What is Injustice?
Inaugural Lecture: Professor Eric Heinze
Wednesday 21st November 2012 at 6:30pm
Skeel Lecture Theatre,
People's Palace, Mile End Campus
Western figures from Plato and Aristotle through to Rousseau, Kant, Hegel, Marx and Rawls have subordinated the idea of injustice to the idea of justice. The classical Western tradition has assumed injustice to be merely the logical opposite of justice. But writers like Shakespeare tell a different story. Injustice is not primarily the negation, failure or absence of justice. It is the constant product of regimes and norms of justice. Justice is not always the cure for injustice, and is often its cause.

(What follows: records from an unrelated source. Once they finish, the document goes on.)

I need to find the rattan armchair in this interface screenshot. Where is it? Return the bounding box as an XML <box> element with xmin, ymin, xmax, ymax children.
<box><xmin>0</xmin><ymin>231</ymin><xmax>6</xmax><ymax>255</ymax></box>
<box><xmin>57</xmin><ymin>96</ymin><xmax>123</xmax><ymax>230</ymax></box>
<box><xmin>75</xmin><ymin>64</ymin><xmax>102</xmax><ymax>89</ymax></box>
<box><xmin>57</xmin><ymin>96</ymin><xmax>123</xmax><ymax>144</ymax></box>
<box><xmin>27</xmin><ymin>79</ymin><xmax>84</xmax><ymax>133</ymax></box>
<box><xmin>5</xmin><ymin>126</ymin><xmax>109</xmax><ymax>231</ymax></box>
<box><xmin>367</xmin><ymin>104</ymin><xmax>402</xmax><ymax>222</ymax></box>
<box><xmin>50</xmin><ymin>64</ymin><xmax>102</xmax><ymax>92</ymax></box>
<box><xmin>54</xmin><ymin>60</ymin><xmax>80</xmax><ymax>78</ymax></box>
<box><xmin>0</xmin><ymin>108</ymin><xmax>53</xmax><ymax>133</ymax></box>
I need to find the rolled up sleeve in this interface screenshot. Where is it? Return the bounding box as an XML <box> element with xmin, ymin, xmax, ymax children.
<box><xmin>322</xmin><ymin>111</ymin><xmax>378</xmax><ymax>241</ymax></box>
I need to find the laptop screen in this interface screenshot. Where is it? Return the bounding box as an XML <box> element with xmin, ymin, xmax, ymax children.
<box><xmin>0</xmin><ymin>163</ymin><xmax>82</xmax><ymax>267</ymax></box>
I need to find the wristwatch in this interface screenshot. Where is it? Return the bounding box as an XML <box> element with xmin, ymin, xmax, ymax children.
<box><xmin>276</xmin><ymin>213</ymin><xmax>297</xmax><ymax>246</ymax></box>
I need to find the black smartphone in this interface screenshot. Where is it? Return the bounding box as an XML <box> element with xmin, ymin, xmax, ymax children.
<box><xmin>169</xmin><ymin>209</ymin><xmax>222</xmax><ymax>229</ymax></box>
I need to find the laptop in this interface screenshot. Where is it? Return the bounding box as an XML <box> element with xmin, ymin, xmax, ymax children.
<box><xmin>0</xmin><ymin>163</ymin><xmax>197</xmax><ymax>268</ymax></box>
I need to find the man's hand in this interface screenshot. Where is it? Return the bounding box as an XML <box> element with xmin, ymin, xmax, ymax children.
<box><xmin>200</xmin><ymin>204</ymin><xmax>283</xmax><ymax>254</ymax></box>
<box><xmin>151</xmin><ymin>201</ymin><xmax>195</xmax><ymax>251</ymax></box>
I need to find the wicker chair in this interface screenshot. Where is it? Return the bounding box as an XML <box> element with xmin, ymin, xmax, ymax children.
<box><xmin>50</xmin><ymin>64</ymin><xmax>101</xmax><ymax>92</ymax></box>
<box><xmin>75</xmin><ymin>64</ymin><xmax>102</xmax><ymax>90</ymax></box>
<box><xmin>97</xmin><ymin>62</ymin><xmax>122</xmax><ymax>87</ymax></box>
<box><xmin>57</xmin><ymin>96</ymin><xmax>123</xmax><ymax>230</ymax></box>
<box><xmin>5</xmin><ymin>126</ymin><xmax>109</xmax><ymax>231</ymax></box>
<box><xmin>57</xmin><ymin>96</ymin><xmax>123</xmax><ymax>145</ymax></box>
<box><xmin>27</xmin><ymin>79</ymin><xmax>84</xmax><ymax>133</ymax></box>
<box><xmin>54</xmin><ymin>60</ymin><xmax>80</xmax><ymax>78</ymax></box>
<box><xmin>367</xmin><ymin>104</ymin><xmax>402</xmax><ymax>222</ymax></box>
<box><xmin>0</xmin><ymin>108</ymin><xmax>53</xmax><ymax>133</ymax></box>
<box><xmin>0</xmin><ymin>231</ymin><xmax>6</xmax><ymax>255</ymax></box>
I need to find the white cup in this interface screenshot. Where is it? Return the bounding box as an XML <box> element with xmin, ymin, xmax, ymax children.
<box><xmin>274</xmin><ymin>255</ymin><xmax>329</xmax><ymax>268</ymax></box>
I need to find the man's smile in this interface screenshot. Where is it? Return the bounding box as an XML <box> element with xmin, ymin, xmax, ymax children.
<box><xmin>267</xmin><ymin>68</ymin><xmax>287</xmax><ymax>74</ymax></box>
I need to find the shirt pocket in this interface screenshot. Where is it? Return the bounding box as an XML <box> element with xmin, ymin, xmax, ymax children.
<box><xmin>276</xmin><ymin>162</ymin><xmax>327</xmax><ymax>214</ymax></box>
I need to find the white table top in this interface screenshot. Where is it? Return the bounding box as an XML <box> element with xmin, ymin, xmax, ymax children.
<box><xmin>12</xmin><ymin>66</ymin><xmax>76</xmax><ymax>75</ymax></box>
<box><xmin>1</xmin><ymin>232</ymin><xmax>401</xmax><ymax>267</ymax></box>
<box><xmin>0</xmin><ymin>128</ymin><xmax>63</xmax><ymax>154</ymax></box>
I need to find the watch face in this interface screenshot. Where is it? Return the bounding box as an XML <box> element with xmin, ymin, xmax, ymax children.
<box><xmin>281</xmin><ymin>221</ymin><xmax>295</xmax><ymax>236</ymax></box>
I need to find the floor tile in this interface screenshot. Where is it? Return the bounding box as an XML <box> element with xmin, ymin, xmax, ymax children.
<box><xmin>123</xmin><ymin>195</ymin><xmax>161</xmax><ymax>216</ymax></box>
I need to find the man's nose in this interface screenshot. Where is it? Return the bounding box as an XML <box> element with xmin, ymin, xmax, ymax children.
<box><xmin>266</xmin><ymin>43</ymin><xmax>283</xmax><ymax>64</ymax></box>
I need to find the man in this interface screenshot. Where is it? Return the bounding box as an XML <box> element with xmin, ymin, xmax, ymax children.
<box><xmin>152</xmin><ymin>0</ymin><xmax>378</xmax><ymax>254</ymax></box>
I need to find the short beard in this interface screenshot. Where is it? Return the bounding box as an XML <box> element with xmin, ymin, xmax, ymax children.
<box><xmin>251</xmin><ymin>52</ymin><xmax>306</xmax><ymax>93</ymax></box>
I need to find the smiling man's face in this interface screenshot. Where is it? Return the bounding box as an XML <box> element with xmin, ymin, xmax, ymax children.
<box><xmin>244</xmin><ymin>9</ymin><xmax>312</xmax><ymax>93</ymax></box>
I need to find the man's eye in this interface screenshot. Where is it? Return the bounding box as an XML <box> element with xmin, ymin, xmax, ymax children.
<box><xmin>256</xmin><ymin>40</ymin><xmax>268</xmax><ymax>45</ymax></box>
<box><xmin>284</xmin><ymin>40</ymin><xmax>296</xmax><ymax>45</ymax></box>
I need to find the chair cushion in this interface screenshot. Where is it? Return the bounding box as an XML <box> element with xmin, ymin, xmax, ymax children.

Eric Heinze (Maîtrise Paris, JD Harvard, PhD Leiden) is Professor of Law & Humanities at Queen Mary. His books include The Concept of Injustice (Routledge 2012), The Logic of Constitutional Rights (Ashgate 2005); The Logic of Liberal Rights (Routledge 2003); The Logic of Equality (Ashgate 2003) and Sexual Orientation: A Human Right (Kluwer 1995) (Russian translation 2004), and Of Innocence and Autonomy: Children, Sex and Human Rights (Ashgate 2000). His recent articles appear in Oxford Journal of Legal Studies, Law & Literature, Law & Humanities, Modern Law Review, Harvard Human Rights Journal, International Journal of Law in Context , International Journal of Human Rights, Ratio Juris, Legal Studies, Law & Critique, Canadian Journal of Law and Jurisprudence , National Black Law Journal and Journal of Social & Legal Studies, and several edited collections.